The songs have only been released on cassette tapes that was comes into Xuxa's Dolls.

== Availability ==
In 1994, the Sony Wonder has acquired domestic home video rights of television series Xuxa, and launched two gift boxes on VHS: Xuxa: Funtastic Birthday Party and Xuxa Celebration! with Cheech Marin.

A counterfeit version of the unreleased CD ripped from old VHS tapes and featuring poor quality for most songs have been found in online shops.
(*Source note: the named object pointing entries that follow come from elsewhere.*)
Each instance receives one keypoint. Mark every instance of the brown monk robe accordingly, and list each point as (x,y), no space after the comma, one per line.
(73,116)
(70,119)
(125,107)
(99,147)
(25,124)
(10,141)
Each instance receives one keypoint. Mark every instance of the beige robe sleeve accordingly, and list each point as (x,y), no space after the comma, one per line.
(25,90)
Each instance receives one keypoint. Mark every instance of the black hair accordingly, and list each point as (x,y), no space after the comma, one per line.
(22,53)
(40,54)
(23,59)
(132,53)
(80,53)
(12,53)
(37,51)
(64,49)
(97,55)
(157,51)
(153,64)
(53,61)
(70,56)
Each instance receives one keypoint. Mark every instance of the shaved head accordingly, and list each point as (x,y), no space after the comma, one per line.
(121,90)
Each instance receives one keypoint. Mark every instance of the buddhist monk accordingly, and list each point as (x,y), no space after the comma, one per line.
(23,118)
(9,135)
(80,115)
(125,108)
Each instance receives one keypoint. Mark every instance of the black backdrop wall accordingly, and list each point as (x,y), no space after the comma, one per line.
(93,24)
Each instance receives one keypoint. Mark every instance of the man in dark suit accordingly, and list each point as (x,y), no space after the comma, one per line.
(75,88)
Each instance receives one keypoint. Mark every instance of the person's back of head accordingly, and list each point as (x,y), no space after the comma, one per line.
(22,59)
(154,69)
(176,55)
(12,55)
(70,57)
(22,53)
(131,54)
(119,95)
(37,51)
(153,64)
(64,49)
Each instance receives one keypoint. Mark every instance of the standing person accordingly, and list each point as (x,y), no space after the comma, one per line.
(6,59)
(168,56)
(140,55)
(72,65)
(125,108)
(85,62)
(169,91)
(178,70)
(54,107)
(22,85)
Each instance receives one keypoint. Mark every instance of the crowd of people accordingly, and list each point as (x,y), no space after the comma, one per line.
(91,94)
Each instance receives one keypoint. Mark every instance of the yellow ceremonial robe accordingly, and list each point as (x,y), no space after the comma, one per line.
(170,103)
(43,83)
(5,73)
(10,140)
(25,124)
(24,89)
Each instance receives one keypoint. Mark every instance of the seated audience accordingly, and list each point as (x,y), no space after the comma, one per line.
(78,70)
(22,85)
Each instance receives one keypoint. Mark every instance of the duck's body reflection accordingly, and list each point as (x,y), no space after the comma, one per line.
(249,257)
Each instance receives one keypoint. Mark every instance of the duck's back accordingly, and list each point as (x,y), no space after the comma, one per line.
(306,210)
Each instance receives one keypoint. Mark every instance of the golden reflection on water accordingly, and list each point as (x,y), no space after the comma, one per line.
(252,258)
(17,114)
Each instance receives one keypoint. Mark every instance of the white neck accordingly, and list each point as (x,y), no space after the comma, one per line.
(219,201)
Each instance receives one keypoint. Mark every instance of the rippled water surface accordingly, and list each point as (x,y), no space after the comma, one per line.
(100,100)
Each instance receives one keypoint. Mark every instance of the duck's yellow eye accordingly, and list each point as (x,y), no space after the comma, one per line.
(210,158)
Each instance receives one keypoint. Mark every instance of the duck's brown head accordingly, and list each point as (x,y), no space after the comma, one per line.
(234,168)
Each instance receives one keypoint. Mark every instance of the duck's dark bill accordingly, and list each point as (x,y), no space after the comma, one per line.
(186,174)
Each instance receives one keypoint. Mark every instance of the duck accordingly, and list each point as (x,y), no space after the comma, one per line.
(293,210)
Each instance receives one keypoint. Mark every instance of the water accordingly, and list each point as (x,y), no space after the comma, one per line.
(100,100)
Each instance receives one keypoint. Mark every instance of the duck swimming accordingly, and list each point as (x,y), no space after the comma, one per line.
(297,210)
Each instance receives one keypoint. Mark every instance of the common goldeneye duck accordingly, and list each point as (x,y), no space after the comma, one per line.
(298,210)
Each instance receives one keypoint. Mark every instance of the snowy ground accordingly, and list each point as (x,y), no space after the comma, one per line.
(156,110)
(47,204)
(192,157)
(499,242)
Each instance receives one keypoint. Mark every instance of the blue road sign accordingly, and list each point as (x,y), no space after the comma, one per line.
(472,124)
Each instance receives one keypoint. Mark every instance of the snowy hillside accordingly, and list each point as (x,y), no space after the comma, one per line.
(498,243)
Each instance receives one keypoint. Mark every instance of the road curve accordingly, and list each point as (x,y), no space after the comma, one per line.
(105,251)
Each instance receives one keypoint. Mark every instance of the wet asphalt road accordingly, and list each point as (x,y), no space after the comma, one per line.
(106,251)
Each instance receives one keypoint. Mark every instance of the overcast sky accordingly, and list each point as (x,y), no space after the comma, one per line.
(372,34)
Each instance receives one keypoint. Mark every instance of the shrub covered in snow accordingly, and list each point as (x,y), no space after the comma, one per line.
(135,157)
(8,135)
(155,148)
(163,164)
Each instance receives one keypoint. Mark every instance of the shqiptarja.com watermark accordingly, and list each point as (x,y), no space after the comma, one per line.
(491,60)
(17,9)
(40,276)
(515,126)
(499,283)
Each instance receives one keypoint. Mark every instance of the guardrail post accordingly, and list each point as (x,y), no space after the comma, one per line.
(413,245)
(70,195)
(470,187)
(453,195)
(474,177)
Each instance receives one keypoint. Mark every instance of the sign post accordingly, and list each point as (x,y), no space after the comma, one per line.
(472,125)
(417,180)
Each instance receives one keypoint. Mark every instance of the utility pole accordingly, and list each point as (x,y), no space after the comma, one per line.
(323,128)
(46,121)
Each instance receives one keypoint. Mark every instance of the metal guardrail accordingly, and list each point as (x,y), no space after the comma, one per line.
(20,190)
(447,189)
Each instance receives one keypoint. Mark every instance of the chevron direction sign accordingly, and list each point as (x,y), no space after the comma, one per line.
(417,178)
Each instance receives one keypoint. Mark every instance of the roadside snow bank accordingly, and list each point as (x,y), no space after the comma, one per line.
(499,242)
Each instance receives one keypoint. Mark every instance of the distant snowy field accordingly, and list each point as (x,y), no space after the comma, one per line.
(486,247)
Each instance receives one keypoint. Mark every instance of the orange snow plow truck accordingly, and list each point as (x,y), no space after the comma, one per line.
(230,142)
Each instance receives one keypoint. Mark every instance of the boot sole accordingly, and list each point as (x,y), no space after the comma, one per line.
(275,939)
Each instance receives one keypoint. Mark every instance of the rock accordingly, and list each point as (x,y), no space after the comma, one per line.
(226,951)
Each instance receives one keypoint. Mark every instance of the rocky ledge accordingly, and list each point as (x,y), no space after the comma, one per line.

It appears that these fake CDs were selling reasonably well until Xuxa Produções (Xuxa's production company) got them removed.

==Track listing==

| No. | Title | Writer(s) | Producer(s) | Length |
|---|---|---|---|---|
| 1. | "Xuxa And Her Friends (O Xou da Xuxa começou)" | Dido de Oliveira | Monique Dayan | 4:16 |
| 2. | "Shindolele (Tindolelê)" | Cid Guerreiro / Dito | Bill Bonk | 4:05 |
| 3. | "Ylarie (Ilariê)" | Cid Guerreiro / Dito / Ceinha | Deborah Blando | 5:42 |
| 4. | "Song of Peace (Nosso Canto de Paz)" | Dido de Oliveira | Monique Dayan | 4:00 |
| 5. | "Shining Star (Pinel por Você)" | Baê / Cid Guerreiro / Dito | Mats Roden | 3:21 |
| 6. | "Xuxa's Dance (Dança da Xuxa)" | Prêntice / Ronaldo Monteiro de Souza | Monique Dayan | 3:06 |
| 7. | "Mark An X (Marquei um X)" | Sarah P. Benchimol / Fafy Siqueira | Mats Roden | 3:30 |
| 8. | "Talk To Me" | Monique Dayan | Monique Dayan | 3:40 |
| 9. | "Do Say (Doce Mel)" | Cláudio / Renato Correa | Monique Dayan | 3:08 |
| 10. | "Rainbow (Arco-Íris)" | Michael Sullivan / Paulo Massadas / Anna Penido | Monique Dayan | 4:37 |
| 11. | "Xuxa's Alphabet (Abecedário da Xuxa)" | César Costa Filho / Ronaldo Monteiro de Souza | Mats Roden | 3:39 |
| 12. | "Xspecial Recipe (Rexeita da Xuxa)" | Arnaldo / Mônica Freitas | Monique Dayan | 3:11 |
| 13. | "Suzanna! (A Pulga)" | Afo Verde, Pablo Durand | Mats Roden | 2:57 |
| 14. | "Froogy Froogy (Croc Croc)" | Rubens Alexandre | Mats Roden | 3:15 |
| 15. | "Celebration (Hoje É Dia de Folia)" | Nando Cordel | Mats Roden | 4:19 |
| 16. | "Life Is A Party (A Vida É Uma Festa)" | Michael Sullivan / Paulo Massadas | Monique Dayan | 3:48 |
| 17. | "We Live For Love (A Tribo do Amor)" | Augusto César / Carlos Colla | Mats Roden | 3:41 |
| 18. | "No Drugs (Alerta)" | César Costa Filho / Sérgio Fonseca / Reinaldo Waisman | Mats Roden | 3:52 |
| 19. | "Whole America (América Total)" | Marco Valle / Claudio Rabello / M. Pierre | Monique Dayan | 4:25 |
| 20. | "Miracle (Milagre da Vida)" | Michael Sullivan / Paulo Massadas | Mats Roden | 4:03 |
| 21. | "Xuxa's Dream (Lua de Cristal)" | Michael Sullivan / Paulo Massadas | Monique Dayan | 4:20 |
| Total length: |  |  |  | 1:10:57 |

== Performances ==
Many of the tracks from this album were performed on her show, several of them were also released on cassette tapes which were included with the line of Xuxa dolls produced by RoseArt in 1993. Low-quality, unofficial versions of this album have circulated on the market but no official studio version has been released except for the tracks "Talk To Me", "Do Say (Doce Mel), "Ylarie" and "Whole America", all released by Xuxa Produções itself. (In the case of "Ylarie", only one minute of the studio version was released in a video commemorating the 30th anniversary of the album Xou Da Xuxa 3 and the Portuguese version, which was very successful in the 80s).  In addition to "Xuxa's Dance" which was taken from one of the K7's that came with the dolls and remastered by fans.

The only performance outside the Xuxa's program as far we know was the performance of the track "Miracle" (Milagre da Vida), which was sung during the 1993 American Telethon.